“Percikan Agama Cinta”: Agama, Tutunan, dan Puncak Kehidupan
Sebaik-baik agama, berfungsi secara pribadi dalam diri masing-masing pemeluknya. Sebaik-baik hidup, adalah puncak keberagamaan kita.
JERNIH– Saudaraku,
Manakah yang mesti diselami dulu: hidup atau agama?
Tanpa perlu berdebat panjang sekalipun, kita pasti meyakini. Pengalaman beragama baru muncul setelah kita mengalami kebuntuan dalam petualangan hidup. Ya, mencari jawabannya pasti dalam agama. Di saat itu, kita tiba-tiba dekat dengan Tuhan. Agama merasa diperlukan. Namun tanpa sadar. Itulah justru kelak yang menjadi sumber permasalahan orang beragama. Lantaran meletakkan persoalan yang tidak tepat secara proporsional.
Ingatlah.

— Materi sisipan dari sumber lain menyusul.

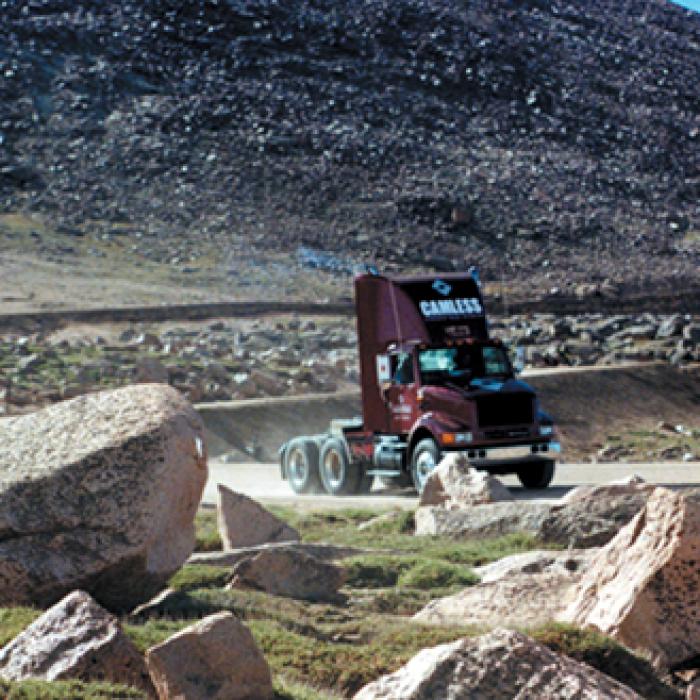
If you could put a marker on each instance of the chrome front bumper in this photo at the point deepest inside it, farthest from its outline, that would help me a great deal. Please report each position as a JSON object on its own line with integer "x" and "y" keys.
{"x": 512, "y": 453}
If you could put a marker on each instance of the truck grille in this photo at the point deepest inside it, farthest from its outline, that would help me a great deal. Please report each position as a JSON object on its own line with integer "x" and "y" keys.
{"x": 503, "y": 433}
{"x": 505, "y": 409}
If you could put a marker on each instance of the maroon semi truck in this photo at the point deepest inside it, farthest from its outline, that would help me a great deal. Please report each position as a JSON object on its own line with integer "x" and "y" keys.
{"x": 433, "y": 381}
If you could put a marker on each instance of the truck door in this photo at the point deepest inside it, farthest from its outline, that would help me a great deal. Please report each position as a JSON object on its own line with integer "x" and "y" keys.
{"x": 401, "y": 393}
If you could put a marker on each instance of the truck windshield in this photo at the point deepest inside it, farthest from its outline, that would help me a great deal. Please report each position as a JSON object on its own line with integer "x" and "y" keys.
{"x": 461, "y": 363}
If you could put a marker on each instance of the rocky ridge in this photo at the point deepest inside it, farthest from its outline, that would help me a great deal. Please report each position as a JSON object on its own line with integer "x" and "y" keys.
{"x": 549, "y": 141}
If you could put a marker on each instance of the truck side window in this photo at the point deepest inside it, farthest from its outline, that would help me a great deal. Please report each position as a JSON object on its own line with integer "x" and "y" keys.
{"x": 403, "y": 372}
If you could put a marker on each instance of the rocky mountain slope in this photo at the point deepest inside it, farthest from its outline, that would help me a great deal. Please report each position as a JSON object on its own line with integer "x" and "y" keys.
{"x": 552, "y": 142}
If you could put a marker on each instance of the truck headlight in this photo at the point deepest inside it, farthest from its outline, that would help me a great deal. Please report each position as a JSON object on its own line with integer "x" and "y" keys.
{"x": 456, "y": 438}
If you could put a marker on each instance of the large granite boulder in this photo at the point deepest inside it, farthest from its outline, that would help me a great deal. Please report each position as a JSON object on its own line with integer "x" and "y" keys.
{"x": 501, "y": 664}
{"x": 289, "y": 573}
{"x": 536, "y": 561}
{"x": 642, "y": 588}
{"x": 245, "y": 523}
{"x": 99, "y": 493}
{"x": 590, "y": 516}
{"x": 485, "y": 520}
{"x": 76, "y": 638}
{"x": 214, "y": 659}
{"x": 517, "y": 600}
{"x": 455, "y": 484}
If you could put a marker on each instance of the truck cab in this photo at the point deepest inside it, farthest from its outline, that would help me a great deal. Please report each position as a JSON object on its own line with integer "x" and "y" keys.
{"x": 463, "y": 395}
{"x": 433, "y": 381}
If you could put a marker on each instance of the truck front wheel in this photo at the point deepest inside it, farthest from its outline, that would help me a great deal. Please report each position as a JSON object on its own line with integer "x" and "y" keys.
{"x": 339, "y": 475}
{"x": 537, "y": 475}
{"x": 425, "y": 458}
{"x": 301, "y": 466}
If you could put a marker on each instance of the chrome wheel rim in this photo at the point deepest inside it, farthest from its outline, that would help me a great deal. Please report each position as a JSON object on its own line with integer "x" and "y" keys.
{"x": 333, "y": 469}
{"x": 297, "y": 467}
{"x": 425, "y": 463}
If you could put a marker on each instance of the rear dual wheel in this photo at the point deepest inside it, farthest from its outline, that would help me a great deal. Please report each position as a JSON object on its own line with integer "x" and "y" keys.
{"x": 424, "y": 459}
{"x": 339, "y": 475}
{"x": 537, "y": 475}
{"x": 301, "y": 466}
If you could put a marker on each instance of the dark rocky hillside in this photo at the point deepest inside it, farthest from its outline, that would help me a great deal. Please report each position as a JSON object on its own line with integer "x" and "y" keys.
{"x": 560, "y": 138}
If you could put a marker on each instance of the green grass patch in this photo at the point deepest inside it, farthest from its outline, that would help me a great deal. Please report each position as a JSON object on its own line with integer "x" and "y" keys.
{"x": 341, "y": 527}
{"x": 406, "y": 571}
{"x": 352, "y": 657}
{"x": 154, "y": 632}
{"x": 60, "y": 690}
{"x": 431, "y": 574}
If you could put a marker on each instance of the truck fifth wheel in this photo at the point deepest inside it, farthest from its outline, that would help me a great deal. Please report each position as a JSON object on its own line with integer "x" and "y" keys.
{"x": 432, "y": 381}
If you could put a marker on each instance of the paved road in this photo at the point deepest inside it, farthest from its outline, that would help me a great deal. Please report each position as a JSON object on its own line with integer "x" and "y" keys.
{"x": 263, "y": 483}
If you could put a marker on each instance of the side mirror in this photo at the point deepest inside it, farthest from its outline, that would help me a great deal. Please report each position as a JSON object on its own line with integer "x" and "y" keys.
{"x": 519, "y": 360}
{"x": 383, "y": 370}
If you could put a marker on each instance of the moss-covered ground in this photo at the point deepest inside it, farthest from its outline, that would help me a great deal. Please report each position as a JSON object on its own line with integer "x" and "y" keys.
{"x": 322, "y": 651}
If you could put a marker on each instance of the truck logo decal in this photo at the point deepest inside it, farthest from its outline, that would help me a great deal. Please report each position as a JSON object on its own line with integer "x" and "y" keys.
{"x": 442, "y": 287}
{"x": 444, "y": 308}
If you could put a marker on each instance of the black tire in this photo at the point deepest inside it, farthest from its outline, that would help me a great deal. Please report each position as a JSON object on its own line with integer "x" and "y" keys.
{"x": 425, "y": 457}
{"x": 339, "y": 475}
{"x": 537, "y": 475}
{"x": 397, "y": 482}
{"x": 301, "y": 466}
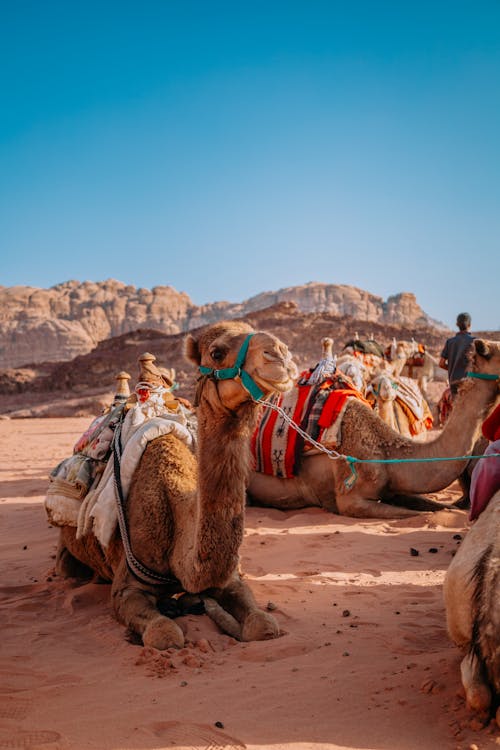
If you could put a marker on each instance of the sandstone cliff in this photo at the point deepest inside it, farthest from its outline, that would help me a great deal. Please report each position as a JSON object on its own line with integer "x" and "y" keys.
{"x": 70, "y": 319}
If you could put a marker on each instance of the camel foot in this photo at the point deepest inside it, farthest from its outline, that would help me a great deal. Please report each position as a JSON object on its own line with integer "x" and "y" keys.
{"x": 162, "y": 633}
{"x": 259, "y": 626}
{"x": 477, "y": 693}
{"x": 68, "y": 566}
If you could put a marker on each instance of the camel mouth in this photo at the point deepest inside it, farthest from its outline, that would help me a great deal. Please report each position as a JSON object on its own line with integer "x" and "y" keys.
{"x": 278, "y": 384}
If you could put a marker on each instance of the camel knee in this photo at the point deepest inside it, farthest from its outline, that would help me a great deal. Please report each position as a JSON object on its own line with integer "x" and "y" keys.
{"x": 162, "y": 633}
{"x": 477, "y": 692}
{"x": 259, "y": 626}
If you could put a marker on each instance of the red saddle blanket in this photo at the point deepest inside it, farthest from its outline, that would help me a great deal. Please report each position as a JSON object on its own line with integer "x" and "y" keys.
{"x": 276, "y": 446}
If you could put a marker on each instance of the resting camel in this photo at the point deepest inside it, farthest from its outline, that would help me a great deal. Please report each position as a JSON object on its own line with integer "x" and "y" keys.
{"x": 185, "y": 515}
{"x": 406, "y": 359}
{"x": 389, "y": 397}
{"x": 472, "y": 599}
{"x": 388, "y": 490}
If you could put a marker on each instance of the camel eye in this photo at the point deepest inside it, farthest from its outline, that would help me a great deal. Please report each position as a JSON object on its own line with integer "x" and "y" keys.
{"x": 217, "y": 355}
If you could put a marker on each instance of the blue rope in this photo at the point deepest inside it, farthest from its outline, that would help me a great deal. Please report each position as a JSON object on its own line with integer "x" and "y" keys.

Sebaik-baik agama, berfungsi secara pribadi dalam diri masing-masing pemeluknya. Sebaik-baik hidup, adalah puncak keberagamaan kita. Karena agama hadir sebagai pemandu terbaik demi mengenali aturan ilahiah yang terpatri dalam jantung kehidupan. Di sinilah fungsi syariat berlaku secara substansial. Esensinya, manusia yang tahu ilmu hidup, pasti beragama dengan cara santun. Mengerti tata krama, tata salira, tata nagara, tata buwana, dan tatak surya.
Maka, menjadi wajib hukumnya bagi kita tuk mengenali khazanah kehidupan sendiri. Mematrinya ke dalam dada. Ekspresi beragama, sama dengan laku indah kehidupan. “Urup iku urup: hidup itu cahaya,” demikian yang diajarkan Sunan Kaliga.
Siapa menghidupkan agama, berarti menyuburkan kebun kehidupannya. Siapa memeluk suatu agama, tanpa pemahaman hidup, besar kemungkinan ia akan melakukan perusakan pada diri sendiri. [Deden Ridwan]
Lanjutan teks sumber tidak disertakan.